Which population groups form a risk group?

Today, fourteen years of age are vaccinated in the Netherlands. Next year, children under the age of 18 will also be invited to be vaccinated against all types or variants (B, C, W and Y) of meningococcus. "Especially children and adolescents are vulnerable. The disease is transmitted from person to person and children are more in contact with each other than other age groups. Think of children and preschoolers in the nursery and young adults in the nightlife, "says Dr. Wesley Mattheus of the National Reference Center for Meningococcal Diseases. 85+ people are also at greater risk.

Should we be concerned that the infectious variant also occurs in Belgium?
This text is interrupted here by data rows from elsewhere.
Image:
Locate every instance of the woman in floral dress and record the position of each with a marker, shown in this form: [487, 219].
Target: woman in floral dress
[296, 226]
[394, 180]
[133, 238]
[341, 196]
"In Belgium meningococcus type W occurs sporadically," says Mattheus. "Every year we see two to three cases of the type-specific genetic clone type W, so popular in the Netherlands. But bacteria do not have national borders, so the situation can change quickly. This is why the reference center closely monitors the spread. We have seen an increase in bacteria a few years ago, but certainly not as extreme as in the Netherlands and in Britain. "It is difficult to predict if and when the spread of the dangerous bacteria will begin to increase.
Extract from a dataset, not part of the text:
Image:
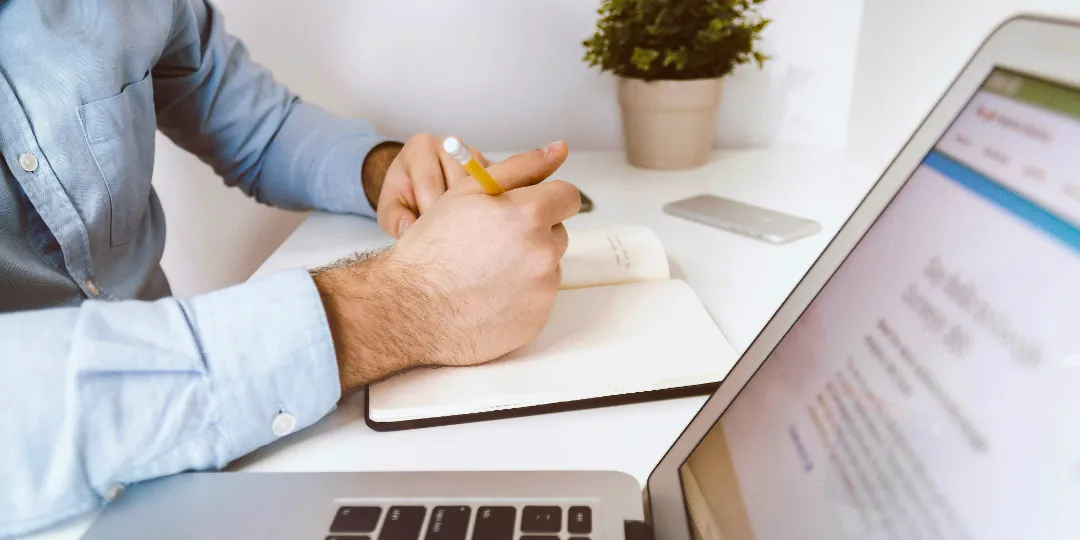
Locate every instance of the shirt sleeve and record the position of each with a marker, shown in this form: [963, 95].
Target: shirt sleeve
[213, 100]
[111, 393]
The Flemish Care and Health Agency is also involved in this. & # 39; We closely monitor what is happening in the Netherlands. In Flanders, we see few infections and are currently escaping a breakthrough. So there's no reason to worry, "says spokesman Joris Moonens.
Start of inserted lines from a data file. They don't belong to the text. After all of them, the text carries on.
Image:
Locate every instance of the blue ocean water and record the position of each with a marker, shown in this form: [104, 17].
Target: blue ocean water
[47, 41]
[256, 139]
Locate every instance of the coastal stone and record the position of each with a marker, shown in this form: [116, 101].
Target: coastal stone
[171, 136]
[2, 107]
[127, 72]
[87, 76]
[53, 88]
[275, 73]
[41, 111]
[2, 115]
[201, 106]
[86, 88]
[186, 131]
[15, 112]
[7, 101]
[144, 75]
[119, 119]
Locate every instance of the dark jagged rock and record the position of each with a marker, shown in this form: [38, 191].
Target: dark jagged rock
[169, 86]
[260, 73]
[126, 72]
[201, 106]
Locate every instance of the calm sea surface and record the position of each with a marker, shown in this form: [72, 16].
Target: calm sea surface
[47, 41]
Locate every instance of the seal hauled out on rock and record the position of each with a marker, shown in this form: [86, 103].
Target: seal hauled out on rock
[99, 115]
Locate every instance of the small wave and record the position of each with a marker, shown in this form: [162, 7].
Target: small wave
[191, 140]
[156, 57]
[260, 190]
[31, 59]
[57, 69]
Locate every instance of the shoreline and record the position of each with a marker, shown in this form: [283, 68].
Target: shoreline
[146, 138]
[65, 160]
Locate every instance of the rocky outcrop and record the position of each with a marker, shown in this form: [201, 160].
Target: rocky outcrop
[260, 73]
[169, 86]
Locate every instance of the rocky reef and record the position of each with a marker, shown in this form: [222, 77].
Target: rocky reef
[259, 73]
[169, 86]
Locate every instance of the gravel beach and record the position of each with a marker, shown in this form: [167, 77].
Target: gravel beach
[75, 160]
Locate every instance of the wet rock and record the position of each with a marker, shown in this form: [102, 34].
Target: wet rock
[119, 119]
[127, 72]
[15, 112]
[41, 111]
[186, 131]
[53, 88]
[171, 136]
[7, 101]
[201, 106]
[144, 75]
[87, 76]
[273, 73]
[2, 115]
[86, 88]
How is the disease recognizable?

The classic complaints of meningitis are very quickly high fever, red spots and stiff muscles and neck. Meningitis develops within 24 hours. "But in some cases of type W meningococcus, the fever lasts longer and the symptoms are underestimated," Mattheus says. "The consequences are equally fatal and this makes the W type even more dangerous."

According to Mattheus, about twenty to thirty percent of the population is a temporary carrier of all types of meningococcus, although these percentages may vary widely by age category. For young adults, for example, the percentage is higher. "But being a carrier does not mean that you actually have the disease. Because of a weakened immune system or a combination of a flu and a cold, bacteria can still enter the bloodstream and brain and then health status will become problematic.

How is the situation monitored in our country?

The National Reference Center for Meningococcus evaluates the situation daily and has a complete view of the spread of the bacteria. "Each new case is reported to us by a health inspector, who works" on the floor "and is in close contact with us," Mattheus says. Health inspectors and the National Reference Center for Meningococcus are regularly in contact with the Council Superior of Health. That federal authority has the authority to establish a vaccination campaign as great as in the Netherlands, if that is necessary.

In Flanders, fifteen-month-old babies are vaccinated against type C meningococci. There are also type B vaccines, but they are not part of the basic vaccination schedule. The Higher Council of Health is currently reviewing this vaccination record.

Are we ready for a breakthrough?

"We certainly will not be surprised at a possible rise of meningococcus in our country," says Joris Moonens, referring to close monitoring. There are also vaccines against the W variant (by medical prescription).